In that heartbeat, Dan's aura underwent a seismic shift. He had been sitting in the darkest corner of the hall, nearly invisible, but his eyes suddenly ignited with a savage, predatory brilliance I hadn't seen since the slaughter of Jan. He stood up with an abrupt, monolithic force, and the black blade in his scabbard vibrated with a rhythmic, hungry rattle.

Skyro adjusted his glasses, his eyes narrowing. "Where are you going, Dan? Stepping outside now is not a mission—it is a public suicide."

Dan's voice emerged as a low, gravelly snarl. "I will not let them put their filthy, aristocratic hands on the Heart. It is mine... mine alone."

I moved before he could take his first step, blocking his path with a shadow's grace. "I am going with you," I said, my tone flat and non-negotiable. "Cyril is out there. If you face his illusions in your current state, you won't just die—you'll become a puppet in his theater."

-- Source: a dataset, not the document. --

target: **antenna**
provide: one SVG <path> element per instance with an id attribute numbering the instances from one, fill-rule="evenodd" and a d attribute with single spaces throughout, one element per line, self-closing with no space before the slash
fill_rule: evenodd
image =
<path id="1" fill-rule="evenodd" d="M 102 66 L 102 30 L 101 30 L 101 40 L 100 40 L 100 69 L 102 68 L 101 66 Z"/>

Dan turned toward me, his blade sliding a fraction of a millimeter from its sheath, the sound of steel on steel a sharp threat. "I have never needed a protector, and I certainly do not need a 'Ghost' to hold my hand today."

I offered no verbal rebuttal. Instead, I simply walked past him, heading toward the reinforced exit. "I am not protecting you, Dan. I am protecting the Objective."

The forest was suffocating. The trees intertwined above us like the skeletal fingers of a dead giant, choking out the moonlight. We walked for hours—tree after tree, cave after cave—descending into a territory that had not felt the weight of a human footfall in centuries. Finally, we reached a massive, monolithic rock face encrusted with thick, black moss that seemed to pulse with a life of its own.

Dan stopped, turning to me with eyes overflowing with a lethal promise. "Ray... if I see you even glance at it, or if you so much as think about touching it, I will separate your head from your shoulders."

I did not flinch. I stepped back two paces as he shoved the rock aside with a raw, barbaric strength that transcended human limits. From behind the stone, the stagnant scent of ancient blood and royal rot wafted out. And there, in the deepest corner of the dark cavern, sat a black, wooden chest.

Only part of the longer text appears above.